Profitant de deux disqualifications pour dopage, Christine Girard est officiellement devenue jeudi, six ans plus tard, la deuxième médaillée d’or du Canada aux Jeux d’été de Londres.

L'or pour Christine Girard... six ans plus tard

MONTRÉAL — La Québécoise Christine Girard a écrit une page d’histoire, jeudi, en devenant officiellement la première médaillée d’or en haltérophilie de l’histoire olympique canadienne.

Le Comité international olympique (CIO) a confirmé par voie de communiqué que l’haltérophile obtiendra l’or des Jeux de Londres en 2012 chez les 63 kg. Elle rejoint ainsi Rosie MacLennan (trampoline), jusqu’ici la seule athlète du Canada à avoir grimpé sur la plus haute marche du podium aux Jeux de Londres en 2012.
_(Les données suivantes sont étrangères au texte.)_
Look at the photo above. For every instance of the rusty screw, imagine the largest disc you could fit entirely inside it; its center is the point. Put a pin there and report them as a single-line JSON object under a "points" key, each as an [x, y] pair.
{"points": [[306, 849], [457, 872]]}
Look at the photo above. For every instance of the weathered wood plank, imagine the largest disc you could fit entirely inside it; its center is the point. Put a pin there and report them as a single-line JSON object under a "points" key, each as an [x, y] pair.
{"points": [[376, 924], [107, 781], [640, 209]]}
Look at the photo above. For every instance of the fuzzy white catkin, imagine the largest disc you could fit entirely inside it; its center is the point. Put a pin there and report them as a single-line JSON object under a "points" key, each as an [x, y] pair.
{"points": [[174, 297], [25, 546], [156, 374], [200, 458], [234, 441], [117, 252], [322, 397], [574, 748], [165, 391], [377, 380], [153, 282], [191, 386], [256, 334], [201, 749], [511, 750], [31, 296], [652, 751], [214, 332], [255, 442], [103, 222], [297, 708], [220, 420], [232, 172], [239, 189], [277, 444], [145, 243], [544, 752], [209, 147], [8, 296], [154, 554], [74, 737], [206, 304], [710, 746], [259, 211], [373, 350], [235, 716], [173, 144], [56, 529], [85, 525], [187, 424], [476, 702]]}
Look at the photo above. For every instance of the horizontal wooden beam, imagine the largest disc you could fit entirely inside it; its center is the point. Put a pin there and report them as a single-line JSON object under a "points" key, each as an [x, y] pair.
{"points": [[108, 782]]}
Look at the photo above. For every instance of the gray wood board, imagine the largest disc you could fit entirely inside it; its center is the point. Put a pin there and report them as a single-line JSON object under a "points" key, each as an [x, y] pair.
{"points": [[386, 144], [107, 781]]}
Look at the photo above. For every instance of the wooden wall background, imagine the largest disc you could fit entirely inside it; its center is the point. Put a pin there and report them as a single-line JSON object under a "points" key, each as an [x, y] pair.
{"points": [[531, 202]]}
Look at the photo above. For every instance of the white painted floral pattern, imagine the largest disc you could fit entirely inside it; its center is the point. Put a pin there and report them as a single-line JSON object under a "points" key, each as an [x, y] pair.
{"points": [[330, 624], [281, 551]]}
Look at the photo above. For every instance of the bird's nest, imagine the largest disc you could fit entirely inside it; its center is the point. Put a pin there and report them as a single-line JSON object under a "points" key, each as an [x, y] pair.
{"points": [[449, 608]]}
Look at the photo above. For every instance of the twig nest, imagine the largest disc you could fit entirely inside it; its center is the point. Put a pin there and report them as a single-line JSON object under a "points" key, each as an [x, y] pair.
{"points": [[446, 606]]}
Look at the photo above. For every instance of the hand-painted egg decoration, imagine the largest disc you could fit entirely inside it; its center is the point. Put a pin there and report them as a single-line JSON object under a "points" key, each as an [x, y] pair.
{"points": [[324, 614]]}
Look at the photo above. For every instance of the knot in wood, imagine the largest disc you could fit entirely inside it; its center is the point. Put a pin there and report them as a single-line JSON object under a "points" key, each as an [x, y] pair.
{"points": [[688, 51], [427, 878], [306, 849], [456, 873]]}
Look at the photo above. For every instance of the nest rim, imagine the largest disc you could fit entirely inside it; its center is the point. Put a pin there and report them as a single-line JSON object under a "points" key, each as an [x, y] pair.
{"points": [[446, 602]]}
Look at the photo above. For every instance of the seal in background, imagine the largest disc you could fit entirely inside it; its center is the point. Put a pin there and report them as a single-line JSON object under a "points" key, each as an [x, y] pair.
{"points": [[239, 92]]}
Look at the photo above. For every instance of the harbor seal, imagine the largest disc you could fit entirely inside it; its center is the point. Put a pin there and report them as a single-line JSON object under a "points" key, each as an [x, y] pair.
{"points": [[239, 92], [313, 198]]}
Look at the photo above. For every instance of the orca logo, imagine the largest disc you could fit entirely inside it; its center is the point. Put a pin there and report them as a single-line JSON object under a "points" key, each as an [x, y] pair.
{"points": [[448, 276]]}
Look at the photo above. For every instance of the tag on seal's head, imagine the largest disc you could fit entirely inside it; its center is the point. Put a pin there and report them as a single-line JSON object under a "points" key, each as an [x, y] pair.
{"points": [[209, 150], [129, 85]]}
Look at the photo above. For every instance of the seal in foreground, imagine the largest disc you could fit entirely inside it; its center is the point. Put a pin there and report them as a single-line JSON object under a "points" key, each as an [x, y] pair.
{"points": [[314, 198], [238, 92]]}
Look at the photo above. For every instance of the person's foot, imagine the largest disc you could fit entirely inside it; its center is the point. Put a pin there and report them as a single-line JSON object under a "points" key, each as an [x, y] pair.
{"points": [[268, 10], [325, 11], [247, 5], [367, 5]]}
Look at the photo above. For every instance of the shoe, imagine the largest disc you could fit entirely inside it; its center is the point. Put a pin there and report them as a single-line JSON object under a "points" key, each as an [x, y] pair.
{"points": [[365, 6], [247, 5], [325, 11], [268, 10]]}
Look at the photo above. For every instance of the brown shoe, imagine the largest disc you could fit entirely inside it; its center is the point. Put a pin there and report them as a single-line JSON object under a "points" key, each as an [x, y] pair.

«On dirait que je ne le réalise pas encore, parce que je n’ai pas encore la médaille dans mes mains, mais c’est vraiment une journée spéciale», a déclaré Girard au bout du fil. «Je n’ai pas douté une seule fois que j’avais fait tout ce qui était en mon pouvoir pour gagner cette médaille d’or. C’est très important que mes efforts et ceux de mes entraîneurs, de ma famille et de mes supporteurs soient récompensés de la sorte, même si cette récompense vient après six longues années.»

«Elle est une pionnière en haltérophilie; nous sommes extrêmement fiers d’elle», a déclaré la présidente du Comité olympique canadien (COC), Tricia Smith. «Christine a toujours incarné les valeurs du sport et de la compétition exempts de dopage. Nous sommes particulièrement ravis qu’elle reçoive enfin la médaille d’or qui lui revient à juste titre.»

Avant elle, seuls les Canadiens Gerry Gratton et Jacques Demers avaient obtenu une médaille en haltérophilie aux Jeux olympiques. Gratton avait gagné l’argent chez les 75 kg aux Jeux d’Helsinki, en Finlande, en 1952, tandis que Demers avait grimpé sur la deuxième marche du podium chez les 75 kg à Los Angeles, en 1984.

Le COC collabore présentement avec les représentants du CIO pour organiser une éventuelle cérémonie de remise de médailles en l’honneur de Girard. Maintenant âgée de 33 ans, elle est installée en Colombie-Britannique depuis 2008. La mère de trois enfants et son mari Walter Bailey ont fondé un club d’haltérophilie à Surrey.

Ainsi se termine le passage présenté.